Think of a partition as a colouring of the n elements where two elements share a colour iff they are in the same block. The number of colours used is the number of classes, and it can be anywhere from 1 to n.

Breaking B(n) down by number of classes

Sometimes a question asks "how many equivalence relations with exactly k classes are there?" The answer is the Stirling number of the second kind S(n, k). The Bell number B(n) is simply the sum:

B(n) = \sum_{k=1}^{n} S(n, k)

For n = 3: S(3, 1) = 1 (one class with all three), S(3, 2) = 3 (three ways to pair two), S(3, 3) = 1 (all singletons). Total 1 + 3 + 1 = 5 = B(3). The table of small Stirling numbers:

n \backslash k	1	2	3	4	5	B(n)
1	1					1
2	1	1				2
3	1	3	1			5
4	1	7	6	1		15
5	1	15	25	10	1	52

Common JEE variations use this split:

"Number of equivalence relations with exactly 2 classes" on \{1,2,3\} → S(3, 2) = 3.
"Number of equivalence relations on \{1,2,3,4\} containing the pair (1,2)" → count partitions where 1 and 2 share a block; this is a separate count, not a Bell number, but you now know to reach for partitions, not pairs.

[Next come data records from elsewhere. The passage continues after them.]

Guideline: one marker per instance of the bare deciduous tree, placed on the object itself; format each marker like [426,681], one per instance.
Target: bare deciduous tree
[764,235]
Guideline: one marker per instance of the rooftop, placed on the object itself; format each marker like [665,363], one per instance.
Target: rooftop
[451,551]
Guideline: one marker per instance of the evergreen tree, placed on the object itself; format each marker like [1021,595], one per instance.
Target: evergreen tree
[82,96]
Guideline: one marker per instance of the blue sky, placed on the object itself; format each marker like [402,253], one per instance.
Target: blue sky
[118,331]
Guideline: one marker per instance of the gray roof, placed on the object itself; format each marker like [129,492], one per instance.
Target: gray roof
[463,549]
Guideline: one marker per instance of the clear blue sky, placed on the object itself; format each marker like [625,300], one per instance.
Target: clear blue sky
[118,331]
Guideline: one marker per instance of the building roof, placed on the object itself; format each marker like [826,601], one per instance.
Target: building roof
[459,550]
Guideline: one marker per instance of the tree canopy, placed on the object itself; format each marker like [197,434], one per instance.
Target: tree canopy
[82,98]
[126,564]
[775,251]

The brute-force comparison

A student who does not see the partition bijection might try: "Pick a subset of A \times A, check if it is reflexive, symmetric, transitive." Let us cost this for n = 3:

Total subsets of A \times A: 2^9 = 512.
Of these, how many satisfy all three properties? We know the answer is 5. So you would check 512 subsets to find 5 — a 1\% hit rate.
For n = 4: 2^{16} = 65{,}536 subsets, and only 15 are equivalences. Hit rate 0.023\%.

Listing partitions directly goes from 5 answers to 5 list entries. No wasted work. The partition recognition is not a shortcut; it is the natural formulation of the question.

The recognition checklist

When you see a counting question involving equivalence relations:

Ask: is this really a partition-counting question in disguise?
Translate: equivalence relations \leftrightarrow partitions.
Identify which count: all partitions (B(n)), partitions with k blocks (S(n, k)), or partitions satisfying a constraint (enumerate directly for small n).
Verify with tiny n: for n = 2 or n = 3, list them to catch any miscounting.

JEE 2020-style: equivalence relations on a 4-element set

Problem: Let A = \{1, 2, 3, 4\}. How many equivalence relations on A contain the pair (1, 2) but not the pair (3, 4)?

Translate. Equivalence relations ↔ partitions of A. The pair (1, 2) \in R means 1 and 2 are in the same block. "(3, 4) \notin R" means 3 and 4 are not in the same block.

Count partitions with the constraint. Fix the block containing \{1, 2\}. The question is where to place 3 and 4 such that they are in different blocks.

Cases by block containing \{1, 2\}:

Block is \{1, 2\} only. Then 3 and 4 each go into blocks not equal to \{1,2\} and not equal to each other. Options: \{3\}, \{4\} — both singletons; or \{3\}, \{4\} as separate blocks. That is 1 way.
Block is \{1, 2, 3\}. Then 4 goes into its own block \{4\}. That is 1 way. (Automatically 3 and 4 are in different blocks.)
Block is \{1, 2, 4\}. Symmetric: 3 is alone. 1 way.
Block is \{1, 2, 3, 4\}. Then 3 and 4 are in the same block — forbidden. 0 ways.

Total: 1 + 1 + 1 = 3 equivalence relations.

Without the partition translation, this problem is almost unsolvable — you would be listing subsets of a 16-element grid with three property checks apiece.

Train the reflex: "equivalence relations" means "partitions". Every time. No exceptions on a finite set.